After a thorough review, RareX (ASX: REE) will begin a major drilling program later this month, which is designed to test a new geological model at its flagship Cummins Range rare earth element project in Western Australia’s Kimberly.
The upcoming program will comprise up to 6,000m of reverse circulation and diamond drilling and will follow up on newly identified targets.
RareX geologists undertook a “thorough” review of the project including analysing data from 58 RC holes that were completed in August through to October last year.
The review has led to the development of a new geological model for Cummins Range and “significant” exploration targets.
This revised model has underpinned planning for the upcoming program.

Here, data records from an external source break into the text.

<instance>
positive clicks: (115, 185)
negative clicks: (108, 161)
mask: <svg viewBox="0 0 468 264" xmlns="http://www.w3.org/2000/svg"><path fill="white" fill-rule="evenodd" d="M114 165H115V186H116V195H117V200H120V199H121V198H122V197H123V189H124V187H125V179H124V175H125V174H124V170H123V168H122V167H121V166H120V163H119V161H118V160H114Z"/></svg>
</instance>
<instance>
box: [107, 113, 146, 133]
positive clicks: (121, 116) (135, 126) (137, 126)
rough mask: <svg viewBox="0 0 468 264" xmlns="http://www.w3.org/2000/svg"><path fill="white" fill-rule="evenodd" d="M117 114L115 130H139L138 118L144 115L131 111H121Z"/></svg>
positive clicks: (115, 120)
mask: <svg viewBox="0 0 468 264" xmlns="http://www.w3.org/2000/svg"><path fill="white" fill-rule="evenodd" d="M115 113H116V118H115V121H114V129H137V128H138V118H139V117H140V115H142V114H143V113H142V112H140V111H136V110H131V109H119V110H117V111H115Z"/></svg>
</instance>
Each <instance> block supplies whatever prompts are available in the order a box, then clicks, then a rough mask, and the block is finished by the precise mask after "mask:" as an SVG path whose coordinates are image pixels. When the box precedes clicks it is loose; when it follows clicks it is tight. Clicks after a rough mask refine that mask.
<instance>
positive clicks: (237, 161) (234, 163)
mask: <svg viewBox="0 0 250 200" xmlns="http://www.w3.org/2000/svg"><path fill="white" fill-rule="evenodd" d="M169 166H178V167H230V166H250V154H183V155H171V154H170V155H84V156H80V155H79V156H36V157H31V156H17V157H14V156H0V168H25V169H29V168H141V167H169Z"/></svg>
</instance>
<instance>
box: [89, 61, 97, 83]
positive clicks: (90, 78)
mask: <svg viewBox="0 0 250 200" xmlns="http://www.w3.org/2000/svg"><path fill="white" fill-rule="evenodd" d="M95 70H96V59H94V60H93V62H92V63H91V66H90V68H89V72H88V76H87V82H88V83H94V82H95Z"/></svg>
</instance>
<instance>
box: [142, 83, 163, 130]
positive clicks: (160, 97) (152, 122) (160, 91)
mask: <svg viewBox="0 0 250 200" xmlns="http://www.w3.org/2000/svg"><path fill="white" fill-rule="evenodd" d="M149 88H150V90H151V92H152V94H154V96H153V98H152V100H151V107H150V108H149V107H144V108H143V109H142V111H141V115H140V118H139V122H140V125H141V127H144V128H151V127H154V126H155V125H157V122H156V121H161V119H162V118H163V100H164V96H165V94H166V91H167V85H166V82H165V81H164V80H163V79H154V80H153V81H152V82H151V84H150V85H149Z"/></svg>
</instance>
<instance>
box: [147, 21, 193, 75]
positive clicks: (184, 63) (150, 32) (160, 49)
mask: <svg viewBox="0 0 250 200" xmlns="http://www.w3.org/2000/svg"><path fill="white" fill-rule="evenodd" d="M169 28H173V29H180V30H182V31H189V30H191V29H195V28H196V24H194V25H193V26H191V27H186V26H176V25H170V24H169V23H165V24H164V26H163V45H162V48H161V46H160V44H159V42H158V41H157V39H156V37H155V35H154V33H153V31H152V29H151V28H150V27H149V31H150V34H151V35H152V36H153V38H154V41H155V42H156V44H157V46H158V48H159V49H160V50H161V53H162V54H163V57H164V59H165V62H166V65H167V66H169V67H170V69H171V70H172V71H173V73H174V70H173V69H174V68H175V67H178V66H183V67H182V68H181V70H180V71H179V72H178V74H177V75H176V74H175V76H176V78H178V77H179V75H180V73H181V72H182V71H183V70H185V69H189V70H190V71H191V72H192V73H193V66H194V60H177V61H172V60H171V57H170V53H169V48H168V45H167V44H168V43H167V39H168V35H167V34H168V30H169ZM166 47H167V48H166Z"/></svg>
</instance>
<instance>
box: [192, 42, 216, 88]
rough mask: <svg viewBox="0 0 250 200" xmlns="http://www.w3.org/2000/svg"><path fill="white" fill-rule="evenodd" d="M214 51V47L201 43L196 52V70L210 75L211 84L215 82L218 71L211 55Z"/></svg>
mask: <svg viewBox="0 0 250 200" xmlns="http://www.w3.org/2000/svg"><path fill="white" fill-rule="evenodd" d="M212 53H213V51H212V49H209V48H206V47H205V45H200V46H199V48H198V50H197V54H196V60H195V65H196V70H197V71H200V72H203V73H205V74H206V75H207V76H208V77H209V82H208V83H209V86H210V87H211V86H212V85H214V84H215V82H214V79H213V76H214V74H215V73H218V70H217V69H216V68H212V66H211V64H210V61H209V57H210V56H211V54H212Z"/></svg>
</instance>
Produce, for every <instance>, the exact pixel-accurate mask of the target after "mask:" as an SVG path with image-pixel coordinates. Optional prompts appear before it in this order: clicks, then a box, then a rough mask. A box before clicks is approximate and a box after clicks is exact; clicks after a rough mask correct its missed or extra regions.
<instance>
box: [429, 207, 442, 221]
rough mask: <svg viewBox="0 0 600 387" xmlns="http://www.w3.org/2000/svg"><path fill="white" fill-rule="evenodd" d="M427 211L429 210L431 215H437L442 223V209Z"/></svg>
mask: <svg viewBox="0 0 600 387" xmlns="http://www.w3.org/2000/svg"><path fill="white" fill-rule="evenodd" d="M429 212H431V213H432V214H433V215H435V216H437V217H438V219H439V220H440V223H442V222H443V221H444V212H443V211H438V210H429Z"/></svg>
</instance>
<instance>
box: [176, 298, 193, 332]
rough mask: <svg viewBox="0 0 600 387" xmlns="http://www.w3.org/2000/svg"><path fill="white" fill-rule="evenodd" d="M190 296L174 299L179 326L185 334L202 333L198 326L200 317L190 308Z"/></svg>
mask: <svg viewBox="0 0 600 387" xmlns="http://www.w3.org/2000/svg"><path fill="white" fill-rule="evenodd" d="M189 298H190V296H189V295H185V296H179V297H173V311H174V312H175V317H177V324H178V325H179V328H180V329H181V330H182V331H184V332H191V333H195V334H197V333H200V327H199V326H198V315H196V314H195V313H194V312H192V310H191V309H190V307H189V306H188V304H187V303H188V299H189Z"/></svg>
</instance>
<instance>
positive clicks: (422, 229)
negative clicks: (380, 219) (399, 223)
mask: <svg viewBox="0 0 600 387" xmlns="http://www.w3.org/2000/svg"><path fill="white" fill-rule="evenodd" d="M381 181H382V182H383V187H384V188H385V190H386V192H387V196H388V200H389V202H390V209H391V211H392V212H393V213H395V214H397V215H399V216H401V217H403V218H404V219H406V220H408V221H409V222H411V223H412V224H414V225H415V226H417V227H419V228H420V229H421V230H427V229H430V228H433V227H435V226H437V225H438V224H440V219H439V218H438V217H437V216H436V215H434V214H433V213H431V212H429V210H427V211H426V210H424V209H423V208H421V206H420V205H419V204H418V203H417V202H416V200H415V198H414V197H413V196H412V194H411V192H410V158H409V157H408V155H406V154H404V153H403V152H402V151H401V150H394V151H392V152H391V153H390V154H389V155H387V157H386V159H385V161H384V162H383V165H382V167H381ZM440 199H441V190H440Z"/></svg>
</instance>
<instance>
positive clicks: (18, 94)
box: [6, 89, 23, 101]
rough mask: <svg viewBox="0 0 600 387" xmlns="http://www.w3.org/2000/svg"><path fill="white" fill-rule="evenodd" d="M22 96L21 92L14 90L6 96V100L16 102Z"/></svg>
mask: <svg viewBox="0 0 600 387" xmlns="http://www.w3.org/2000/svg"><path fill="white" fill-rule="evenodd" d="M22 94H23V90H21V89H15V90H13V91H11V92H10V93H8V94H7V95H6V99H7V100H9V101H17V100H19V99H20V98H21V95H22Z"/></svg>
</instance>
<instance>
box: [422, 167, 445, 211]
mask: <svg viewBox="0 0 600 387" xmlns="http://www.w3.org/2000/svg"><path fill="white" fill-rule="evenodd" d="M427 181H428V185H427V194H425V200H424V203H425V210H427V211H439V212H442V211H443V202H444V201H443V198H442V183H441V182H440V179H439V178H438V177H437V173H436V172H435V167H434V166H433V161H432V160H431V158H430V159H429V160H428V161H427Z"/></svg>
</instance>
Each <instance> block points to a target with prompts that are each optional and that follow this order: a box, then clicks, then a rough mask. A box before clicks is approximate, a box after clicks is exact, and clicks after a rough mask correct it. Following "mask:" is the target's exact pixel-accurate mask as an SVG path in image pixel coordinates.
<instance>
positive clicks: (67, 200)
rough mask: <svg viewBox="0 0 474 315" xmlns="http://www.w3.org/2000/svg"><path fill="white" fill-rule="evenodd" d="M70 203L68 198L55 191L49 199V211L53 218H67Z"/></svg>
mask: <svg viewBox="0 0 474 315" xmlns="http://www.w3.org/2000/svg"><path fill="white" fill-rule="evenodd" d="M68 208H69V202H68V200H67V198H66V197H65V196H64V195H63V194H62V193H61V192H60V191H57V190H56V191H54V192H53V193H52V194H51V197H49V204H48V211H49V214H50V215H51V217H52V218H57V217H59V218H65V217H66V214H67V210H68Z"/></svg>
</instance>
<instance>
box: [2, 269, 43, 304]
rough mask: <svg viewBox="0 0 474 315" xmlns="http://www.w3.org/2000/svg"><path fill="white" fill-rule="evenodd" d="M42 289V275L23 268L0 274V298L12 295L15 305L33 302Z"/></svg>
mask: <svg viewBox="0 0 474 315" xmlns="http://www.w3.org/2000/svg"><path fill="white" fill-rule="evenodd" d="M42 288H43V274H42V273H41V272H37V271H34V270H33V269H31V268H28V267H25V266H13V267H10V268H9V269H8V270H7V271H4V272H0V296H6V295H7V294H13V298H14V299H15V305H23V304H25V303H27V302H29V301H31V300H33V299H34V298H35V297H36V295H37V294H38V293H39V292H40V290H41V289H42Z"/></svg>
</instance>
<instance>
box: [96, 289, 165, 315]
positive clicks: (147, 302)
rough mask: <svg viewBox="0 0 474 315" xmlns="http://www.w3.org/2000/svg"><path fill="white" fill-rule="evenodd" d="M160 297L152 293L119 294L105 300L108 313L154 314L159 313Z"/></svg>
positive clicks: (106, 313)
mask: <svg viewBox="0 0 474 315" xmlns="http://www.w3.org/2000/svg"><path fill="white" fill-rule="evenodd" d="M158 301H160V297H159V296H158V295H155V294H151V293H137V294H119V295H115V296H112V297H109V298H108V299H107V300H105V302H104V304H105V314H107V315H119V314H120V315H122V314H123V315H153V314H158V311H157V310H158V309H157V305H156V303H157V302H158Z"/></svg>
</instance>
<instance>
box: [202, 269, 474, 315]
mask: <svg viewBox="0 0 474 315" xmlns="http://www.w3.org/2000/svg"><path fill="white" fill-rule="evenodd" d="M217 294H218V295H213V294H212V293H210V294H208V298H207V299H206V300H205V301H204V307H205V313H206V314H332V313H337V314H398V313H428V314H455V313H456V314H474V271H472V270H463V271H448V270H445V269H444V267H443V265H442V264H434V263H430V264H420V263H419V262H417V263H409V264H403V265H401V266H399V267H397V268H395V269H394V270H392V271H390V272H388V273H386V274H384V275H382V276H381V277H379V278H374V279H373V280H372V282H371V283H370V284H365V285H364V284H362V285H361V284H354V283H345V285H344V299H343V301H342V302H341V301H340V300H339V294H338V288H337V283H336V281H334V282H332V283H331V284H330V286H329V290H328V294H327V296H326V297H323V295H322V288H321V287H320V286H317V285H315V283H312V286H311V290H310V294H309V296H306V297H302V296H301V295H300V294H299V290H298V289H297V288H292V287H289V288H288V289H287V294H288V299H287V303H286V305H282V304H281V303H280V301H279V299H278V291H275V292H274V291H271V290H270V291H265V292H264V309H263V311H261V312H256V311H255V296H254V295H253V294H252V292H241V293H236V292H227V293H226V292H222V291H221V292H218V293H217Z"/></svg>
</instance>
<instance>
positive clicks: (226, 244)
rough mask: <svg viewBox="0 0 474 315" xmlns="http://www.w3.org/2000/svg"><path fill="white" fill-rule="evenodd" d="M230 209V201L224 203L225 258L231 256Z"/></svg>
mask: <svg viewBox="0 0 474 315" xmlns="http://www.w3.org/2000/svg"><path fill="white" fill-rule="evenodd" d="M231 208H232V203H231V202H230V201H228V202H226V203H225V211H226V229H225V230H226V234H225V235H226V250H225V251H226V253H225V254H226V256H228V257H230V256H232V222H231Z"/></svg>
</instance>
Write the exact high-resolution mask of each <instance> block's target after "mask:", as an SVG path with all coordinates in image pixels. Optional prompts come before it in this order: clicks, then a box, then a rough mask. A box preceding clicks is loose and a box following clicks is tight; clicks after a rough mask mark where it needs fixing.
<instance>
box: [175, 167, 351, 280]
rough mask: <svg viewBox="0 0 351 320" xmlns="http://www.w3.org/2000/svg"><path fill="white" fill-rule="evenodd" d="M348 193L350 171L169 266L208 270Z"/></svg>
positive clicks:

RareX managing director Jeremy Robinson said the company’s geological team’s new understanding of Cummins Range could be a “game-changer” and builds on its existing attributes as an “advanced, high-quality” REE project.
“If the new geological interpretation is confirmed, the upcoming drilling has the potential to dramatically expand the scale of the deposit and delineate a significant volume of new high-grade material,” he added.
April exploration re-start
RareX has already secured drill contractors for the program that will start towards the end of this month.
The company has also begun mobilisation of the camp.
About 10 holes for 2,000-3,000m of diamond drilling has been planned to test down-dip extensions to the main fault, which has been identified over 550m of strike. Holes will be drilled to depths ranging from 150m to 400m.
Another 2,000-3,000m of RC drilling will target extensions to the main fault along with other anomalies.
This information is expected assist with upgrading the current inferred resource of 13 million tonnes at 1.13% total rare earth oxides with 22.1% neodymium-praseodymium.
As well as mineral exploration, several holes will be drilled to feed into mining study work.
These will include three diamond holes to obtain geotechnical information for pit designs and further metallurgical samples.
In line with pre-mining requirements, six water monitoring bores will be completed to gather information on water movement and impacts on local and regional environments.